Small presses will continue publishing books for some time yet, but
also e-books, coming. As to the libraries, well, there's the print on
demand thing: maybe the libraries will have printers in at least the
central one to make books as necessary (number of copies depending on
use, etc). (Although, there is the turn away from reading among many,
so those games etc will take up more space.) The UofA Bookstore has
one, for making 'real' books of course packages, but is also being
used by a lot of writers who are self publishing in very small runs,
one of the unintended consequences of the digital revolution & all that.

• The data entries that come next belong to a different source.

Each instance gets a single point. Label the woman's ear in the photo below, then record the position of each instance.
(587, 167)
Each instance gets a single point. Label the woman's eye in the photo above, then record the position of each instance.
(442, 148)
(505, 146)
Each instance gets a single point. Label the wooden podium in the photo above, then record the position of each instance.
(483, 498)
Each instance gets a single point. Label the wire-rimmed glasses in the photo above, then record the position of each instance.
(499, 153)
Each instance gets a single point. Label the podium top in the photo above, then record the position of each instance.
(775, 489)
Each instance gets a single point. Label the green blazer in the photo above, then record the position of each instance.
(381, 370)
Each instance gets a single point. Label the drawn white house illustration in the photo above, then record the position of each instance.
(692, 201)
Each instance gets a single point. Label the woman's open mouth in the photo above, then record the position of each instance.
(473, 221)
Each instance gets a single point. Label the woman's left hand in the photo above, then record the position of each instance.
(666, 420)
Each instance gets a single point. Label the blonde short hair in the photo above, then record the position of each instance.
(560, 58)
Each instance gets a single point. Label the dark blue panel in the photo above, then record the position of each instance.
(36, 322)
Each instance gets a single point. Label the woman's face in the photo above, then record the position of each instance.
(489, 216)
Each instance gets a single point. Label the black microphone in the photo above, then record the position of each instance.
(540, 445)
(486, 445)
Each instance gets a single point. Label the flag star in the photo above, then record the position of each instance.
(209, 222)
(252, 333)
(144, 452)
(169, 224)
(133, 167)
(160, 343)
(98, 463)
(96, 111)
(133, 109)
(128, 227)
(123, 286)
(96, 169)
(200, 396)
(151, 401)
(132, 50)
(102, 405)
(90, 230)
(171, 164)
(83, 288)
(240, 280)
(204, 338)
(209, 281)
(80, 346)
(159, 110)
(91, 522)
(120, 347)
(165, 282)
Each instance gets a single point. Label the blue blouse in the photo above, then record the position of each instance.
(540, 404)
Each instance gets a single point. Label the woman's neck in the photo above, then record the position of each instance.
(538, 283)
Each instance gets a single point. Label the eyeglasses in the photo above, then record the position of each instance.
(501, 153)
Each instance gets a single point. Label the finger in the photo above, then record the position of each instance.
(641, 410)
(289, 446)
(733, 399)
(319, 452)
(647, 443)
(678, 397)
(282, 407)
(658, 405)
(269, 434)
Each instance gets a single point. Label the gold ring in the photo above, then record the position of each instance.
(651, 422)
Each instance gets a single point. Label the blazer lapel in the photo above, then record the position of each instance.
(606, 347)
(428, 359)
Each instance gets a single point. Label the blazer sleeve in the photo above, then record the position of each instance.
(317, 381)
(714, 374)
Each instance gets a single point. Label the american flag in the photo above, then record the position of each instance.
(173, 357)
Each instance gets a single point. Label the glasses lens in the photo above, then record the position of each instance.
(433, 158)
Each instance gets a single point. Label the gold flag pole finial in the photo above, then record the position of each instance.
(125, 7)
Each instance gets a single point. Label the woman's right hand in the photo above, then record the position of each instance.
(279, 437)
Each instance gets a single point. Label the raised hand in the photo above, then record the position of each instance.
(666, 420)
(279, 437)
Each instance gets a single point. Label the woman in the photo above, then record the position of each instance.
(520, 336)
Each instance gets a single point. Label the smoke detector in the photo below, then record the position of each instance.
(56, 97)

In still desiring hold a book in my hands, I begin to feel more & more
an old fart.
Doug
On 1-Sep-10, at 11:35 PM, Mark Weiss wrote:
> I think you got it right at the start (well, not the junk mail
> part). The econnomics are pretty compelling. We'll all be walking
> around with kindles. It works like this: the big retailers like
> amazon demand a bigger and bigger cut of print books while promoting
> ebook sales, which net less for the publishers but cost almost
> nothing to produce and sell for a fraction of the cost of books on
> paper. So books on paper are bought only by the few who care about
> the difference, and are priced higher to offset the demands of
> amazon and company, which further reduces demand. At the same time
> libraries increasingly turn to electronic editions of books and
> journals, and google finishes digitizing every book ever made that's
> no longer in copyright protection, which means that students get
> used to reading on a screen--it becomes the norm. Game over.